A P P E A L B O O K E N D O R S E M E N T
[1] The appellant complains that the trial judge erred in failing to give the jury a blended instruction on both self-defence and accident. We disagree. The trial judge’s charge was, if anything, favourable to the appellant. It effectively assumed that he was acting lawfully in pushing the victim away (which might otherwise be conduct amounting to an unlawful assault) and went right to the heart of the matter, i.e., did the jury believe or have a reasonable doubt that the stabbing was accidental.
[2] The trial judge is not to be faulted for the functional approach he took.

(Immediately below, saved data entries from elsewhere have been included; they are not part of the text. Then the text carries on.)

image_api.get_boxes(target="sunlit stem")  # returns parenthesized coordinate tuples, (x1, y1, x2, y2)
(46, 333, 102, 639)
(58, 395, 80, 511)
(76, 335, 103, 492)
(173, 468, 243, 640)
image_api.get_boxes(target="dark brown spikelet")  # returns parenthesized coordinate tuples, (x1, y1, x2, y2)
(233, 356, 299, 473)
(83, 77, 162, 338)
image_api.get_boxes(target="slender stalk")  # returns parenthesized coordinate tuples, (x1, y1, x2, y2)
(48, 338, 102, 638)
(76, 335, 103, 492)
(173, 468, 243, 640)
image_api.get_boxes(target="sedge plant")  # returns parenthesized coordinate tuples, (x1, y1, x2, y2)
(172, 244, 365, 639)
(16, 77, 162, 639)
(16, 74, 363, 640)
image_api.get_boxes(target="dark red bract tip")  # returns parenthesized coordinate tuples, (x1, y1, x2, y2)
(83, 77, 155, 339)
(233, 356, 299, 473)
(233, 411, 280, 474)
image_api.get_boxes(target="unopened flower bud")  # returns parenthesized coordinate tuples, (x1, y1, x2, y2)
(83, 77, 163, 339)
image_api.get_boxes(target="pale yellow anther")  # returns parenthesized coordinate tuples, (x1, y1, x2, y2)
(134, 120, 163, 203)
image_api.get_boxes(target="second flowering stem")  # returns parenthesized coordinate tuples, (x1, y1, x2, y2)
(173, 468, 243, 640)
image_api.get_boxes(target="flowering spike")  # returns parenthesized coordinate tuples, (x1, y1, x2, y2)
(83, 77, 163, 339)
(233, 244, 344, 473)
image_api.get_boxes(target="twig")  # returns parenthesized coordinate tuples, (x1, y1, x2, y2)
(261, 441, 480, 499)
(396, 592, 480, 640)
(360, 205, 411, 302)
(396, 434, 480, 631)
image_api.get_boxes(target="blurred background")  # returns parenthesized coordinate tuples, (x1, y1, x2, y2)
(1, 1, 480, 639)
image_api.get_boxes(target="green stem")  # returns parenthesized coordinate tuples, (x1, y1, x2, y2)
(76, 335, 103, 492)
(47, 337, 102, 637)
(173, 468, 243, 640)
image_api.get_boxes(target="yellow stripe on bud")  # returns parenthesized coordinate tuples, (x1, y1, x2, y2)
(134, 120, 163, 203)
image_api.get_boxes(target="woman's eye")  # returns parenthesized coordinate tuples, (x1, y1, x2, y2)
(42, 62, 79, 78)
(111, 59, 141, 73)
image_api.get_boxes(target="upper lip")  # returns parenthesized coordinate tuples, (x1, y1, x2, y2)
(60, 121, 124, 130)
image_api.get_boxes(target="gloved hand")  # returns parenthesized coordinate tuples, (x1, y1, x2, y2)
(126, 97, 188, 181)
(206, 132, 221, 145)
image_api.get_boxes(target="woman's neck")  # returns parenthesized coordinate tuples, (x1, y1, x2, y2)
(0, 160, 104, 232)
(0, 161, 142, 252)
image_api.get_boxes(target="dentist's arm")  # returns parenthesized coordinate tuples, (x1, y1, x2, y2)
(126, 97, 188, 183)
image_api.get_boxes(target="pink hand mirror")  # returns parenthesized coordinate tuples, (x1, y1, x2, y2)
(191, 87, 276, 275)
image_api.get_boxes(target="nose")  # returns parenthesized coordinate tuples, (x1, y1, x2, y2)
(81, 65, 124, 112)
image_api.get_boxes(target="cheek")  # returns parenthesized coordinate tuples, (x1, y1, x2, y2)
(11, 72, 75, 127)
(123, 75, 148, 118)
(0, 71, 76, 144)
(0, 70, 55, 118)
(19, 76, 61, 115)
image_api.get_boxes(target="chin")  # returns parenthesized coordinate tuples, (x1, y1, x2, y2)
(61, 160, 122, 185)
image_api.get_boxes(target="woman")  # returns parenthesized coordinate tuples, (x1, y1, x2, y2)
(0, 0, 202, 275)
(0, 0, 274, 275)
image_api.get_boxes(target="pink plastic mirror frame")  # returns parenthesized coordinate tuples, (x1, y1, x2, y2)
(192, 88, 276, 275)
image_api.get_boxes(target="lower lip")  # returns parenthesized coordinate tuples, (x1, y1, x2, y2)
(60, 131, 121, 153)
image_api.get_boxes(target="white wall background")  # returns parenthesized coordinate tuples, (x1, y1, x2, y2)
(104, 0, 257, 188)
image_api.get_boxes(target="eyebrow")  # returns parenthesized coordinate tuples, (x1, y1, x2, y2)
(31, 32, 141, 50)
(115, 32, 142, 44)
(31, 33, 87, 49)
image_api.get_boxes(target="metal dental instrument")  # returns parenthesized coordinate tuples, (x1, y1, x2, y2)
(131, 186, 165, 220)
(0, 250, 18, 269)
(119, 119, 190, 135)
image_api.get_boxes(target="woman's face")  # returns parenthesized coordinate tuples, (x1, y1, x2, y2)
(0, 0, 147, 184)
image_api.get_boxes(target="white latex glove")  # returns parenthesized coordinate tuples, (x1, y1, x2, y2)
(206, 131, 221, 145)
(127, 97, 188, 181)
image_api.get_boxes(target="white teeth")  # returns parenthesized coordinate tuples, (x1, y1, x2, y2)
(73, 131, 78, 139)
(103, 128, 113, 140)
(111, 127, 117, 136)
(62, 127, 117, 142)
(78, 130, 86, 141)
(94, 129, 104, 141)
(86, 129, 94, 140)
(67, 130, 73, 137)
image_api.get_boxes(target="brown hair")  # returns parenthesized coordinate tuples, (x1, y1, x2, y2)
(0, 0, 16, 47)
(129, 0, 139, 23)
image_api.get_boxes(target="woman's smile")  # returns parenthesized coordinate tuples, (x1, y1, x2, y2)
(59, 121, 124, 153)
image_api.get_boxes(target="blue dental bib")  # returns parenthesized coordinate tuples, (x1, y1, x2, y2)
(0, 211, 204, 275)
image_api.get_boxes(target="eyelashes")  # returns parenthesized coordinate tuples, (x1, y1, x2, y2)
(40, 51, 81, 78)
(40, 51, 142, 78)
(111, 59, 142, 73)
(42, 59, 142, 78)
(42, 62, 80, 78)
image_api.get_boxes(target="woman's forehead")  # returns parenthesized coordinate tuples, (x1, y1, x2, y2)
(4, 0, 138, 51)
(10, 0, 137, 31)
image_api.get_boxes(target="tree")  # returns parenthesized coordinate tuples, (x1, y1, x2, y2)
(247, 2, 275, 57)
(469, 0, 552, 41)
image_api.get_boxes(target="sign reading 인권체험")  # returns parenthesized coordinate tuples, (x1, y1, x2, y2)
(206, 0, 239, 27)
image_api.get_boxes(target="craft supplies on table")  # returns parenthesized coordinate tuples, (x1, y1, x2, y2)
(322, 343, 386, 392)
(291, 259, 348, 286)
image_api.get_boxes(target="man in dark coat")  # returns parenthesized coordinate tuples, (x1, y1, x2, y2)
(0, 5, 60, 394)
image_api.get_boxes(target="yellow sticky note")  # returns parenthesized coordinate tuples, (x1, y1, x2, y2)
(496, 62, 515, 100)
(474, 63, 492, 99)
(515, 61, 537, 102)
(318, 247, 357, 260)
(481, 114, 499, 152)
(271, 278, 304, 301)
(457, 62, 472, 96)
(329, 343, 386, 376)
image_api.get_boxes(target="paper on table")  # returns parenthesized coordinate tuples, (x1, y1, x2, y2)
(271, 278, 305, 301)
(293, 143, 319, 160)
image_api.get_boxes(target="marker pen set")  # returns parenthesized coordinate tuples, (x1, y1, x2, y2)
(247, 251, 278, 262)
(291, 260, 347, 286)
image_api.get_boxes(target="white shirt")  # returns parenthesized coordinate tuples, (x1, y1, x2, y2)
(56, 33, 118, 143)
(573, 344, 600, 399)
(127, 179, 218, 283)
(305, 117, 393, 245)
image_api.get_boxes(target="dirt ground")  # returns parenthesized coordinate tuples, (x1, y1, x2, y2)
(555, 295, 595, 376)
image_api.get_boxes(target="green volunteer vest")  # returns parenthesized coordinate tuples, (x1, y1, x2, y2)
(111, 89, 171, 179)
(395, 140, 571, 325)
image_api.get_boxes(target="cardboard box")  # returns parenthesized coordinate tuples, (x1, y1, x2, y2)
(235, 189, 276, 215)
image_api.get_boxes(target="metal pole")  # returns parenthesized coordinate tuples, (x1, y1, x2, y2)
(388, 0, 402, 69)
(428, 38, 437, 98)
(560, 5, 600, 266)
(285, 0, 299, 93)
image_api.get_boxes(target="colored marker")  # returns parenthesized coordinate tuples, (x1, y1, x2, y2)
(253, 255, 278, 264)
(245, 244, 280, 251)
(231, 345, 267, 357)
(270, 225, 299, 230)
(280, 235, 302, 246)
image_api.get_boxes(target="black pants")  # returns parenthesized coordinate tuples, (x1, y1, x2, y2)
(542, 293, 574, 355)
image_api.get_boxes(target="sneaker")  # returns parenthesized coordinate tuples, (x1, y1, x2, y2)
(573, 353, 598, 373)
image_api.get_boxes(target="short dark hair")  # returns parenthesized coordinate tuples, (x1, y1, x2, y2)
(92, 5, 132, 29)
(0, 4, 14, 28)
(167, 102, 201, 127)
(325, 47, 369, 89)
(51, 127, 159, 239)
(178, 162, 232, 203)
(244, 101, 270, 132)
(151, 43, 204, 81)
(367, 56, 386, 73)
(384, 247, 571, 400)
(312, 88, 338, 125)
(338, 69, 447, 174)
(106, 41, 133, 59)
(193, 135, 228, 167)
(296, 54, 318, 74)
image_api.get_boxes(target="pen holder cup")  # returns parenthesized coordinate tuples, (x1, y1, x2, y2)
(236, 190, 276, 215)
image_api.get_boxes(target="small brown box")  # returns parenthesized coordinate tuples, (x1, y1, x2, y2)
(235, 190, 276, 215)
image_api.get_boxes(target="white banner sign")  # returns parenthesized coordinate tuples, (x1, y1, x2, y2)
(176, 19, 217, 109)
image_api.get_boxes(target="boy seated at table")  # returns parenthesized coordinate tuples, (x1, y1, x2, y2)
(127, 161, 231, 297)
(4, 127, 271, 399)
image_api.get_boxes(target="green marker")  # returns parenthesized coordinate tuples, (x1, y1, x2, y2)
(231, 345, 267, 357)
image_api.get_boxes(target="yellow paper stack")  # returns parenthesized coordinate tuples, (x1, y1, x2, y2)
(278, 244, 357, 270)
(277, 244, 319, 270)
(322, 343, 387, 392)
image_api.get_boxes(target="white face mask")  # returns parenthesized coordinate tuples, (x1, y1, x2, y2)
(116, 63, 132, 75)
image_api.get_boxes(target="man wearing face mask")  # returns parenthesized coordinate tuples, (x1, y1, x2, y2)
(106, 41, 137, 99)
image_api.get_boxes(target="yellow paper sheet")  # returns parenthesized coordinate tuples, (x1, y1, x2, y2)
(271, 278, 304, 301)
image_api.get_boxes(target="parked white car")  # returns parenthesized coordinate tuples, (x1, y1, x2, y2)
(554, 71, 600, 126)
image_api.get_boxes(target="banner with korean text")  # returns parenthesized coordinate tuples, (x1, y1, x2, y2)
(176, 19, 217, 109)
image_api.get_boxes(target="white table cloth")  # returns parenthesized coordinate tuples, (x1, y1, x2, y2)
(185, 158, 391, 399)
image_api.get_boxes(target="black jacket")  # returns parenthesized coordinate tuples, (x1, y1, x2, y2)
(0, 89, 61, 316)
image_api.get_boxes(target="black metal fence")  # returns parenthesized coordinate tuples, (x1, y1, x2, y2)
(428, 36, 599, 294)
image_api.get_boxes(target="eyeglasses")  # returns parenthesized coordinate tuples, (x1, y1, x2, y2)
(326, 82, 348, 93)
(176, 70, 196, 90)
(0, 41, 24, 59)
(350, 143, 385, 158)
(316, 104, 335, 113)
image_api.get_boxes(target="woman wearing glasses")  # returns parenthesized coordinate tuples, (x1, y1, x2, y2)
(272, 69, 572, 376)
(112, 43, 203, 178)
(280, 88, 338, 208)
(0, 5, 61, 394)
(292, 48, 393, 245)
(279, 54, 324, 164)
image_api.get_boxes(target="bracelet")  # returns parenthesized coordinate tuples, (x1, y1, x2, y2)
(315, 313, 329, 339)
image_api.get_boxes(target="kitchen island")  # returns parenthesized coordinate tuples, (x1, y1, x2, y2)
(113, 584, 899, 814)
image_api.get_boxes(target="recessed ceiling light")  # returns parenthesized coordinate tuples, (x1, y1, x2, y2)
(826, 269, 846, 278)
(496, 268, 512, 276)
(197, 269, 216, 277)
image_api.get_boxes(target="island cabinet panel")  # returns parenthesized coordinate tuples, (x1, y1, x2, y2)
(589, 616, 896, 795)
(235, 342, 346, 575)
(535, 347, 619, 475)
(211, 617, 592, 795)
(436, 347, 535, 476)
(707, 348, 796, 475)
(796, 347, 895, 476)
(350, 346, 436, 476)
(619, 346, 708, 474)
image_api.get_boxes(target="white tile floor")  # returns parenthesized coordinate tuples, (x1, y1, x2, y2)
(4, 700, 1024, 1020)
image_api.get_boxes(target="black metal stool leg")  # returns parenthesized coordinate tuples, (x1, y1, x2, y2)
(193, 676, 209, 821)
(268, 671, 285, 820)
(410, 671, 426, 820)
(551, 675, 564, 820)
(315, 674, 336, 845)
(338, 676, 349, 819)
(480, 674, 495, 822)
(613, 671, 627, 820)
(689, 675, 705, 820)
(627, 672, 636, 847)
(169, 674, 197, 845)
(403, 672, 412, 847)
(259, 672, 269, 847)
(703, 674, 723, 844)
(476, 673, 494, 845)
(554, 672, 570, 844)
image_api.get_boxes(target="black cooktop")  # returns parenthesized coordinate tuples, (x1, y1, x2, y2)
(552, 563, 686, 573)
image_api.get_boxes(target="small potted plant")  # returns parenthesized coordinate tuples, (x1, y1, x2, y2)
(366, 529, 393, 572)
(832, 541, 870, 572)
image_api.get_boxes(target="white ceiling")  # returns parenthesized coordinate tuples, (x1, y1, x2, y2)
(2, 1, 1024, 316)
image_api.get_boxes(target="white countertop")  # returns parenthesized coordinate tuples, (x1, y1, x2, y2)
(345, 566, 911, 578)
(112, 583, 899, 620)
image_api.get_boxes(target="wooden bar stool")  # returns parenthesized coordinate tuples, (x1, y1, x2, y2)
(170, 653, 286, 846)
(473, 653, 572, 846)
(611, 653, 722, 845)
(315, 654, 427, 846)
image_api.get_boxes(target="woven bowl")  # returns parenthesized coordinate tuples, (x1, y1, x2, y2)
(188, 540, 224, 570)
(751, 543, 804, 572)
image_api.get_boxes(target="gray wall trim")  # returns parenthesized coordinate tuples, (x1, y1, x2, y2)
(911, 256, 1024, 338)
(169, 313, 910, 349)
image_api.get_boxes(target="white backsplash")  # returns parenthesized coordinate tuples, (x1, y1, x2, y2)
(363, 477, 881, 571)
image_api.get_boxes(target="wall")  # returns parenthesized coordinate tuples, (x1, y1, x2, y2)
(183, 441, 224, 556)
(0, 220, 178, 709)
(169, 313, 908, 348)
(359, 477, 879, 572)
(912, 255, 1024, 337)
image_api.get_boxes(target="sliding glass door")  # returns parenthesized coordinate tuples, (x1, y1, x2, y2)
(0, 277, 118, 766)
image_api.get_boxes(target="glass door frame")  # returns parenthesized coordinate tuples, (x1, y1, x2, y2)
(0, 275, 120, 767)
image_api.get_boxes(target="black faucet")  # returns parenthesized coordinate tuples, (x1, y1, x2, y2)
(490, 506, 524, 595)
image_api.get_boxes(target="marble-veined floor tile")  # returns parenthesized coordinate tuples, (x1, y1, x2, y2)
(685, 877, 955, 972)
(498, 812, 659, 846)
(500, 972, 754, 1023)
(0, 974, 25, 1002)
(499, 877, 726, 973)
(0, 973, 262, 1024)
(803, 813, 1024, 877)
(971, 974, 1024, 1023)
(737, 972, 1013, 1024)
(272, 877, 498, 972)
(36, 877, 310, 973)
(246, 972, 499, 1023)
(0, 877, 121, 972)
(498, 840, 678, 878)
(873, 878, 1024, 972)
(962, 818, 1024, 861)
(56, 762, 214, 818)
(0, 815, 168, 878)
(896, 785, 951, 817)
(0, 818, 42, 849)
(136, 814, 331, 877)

In our view, it focussed the jury on the critical issue that they had to decide, i.e., was the stabbing accidental or not. We would only add that if the stabbing was purposeful, the defence of self-defence would not have been available to the appellant as it would have lacked any air of reality.
[3] We see no merit in the other grounds of appeal raised by the appellant in his factum but not pursued in oral argument. In particular, we are satisfied that the instructions made it clear to the jury that they could only convict the appellant if they were satisfied beyond a reasonable doubt that the stabbing was not accidental and that if the evidence favouring the appellant on that issue left them in a state of reasonable doubt, they were to acquit.
[4] Accordingly, the appeal from conviction is dismissed. The appeal from sentence is dismissed as abandoned.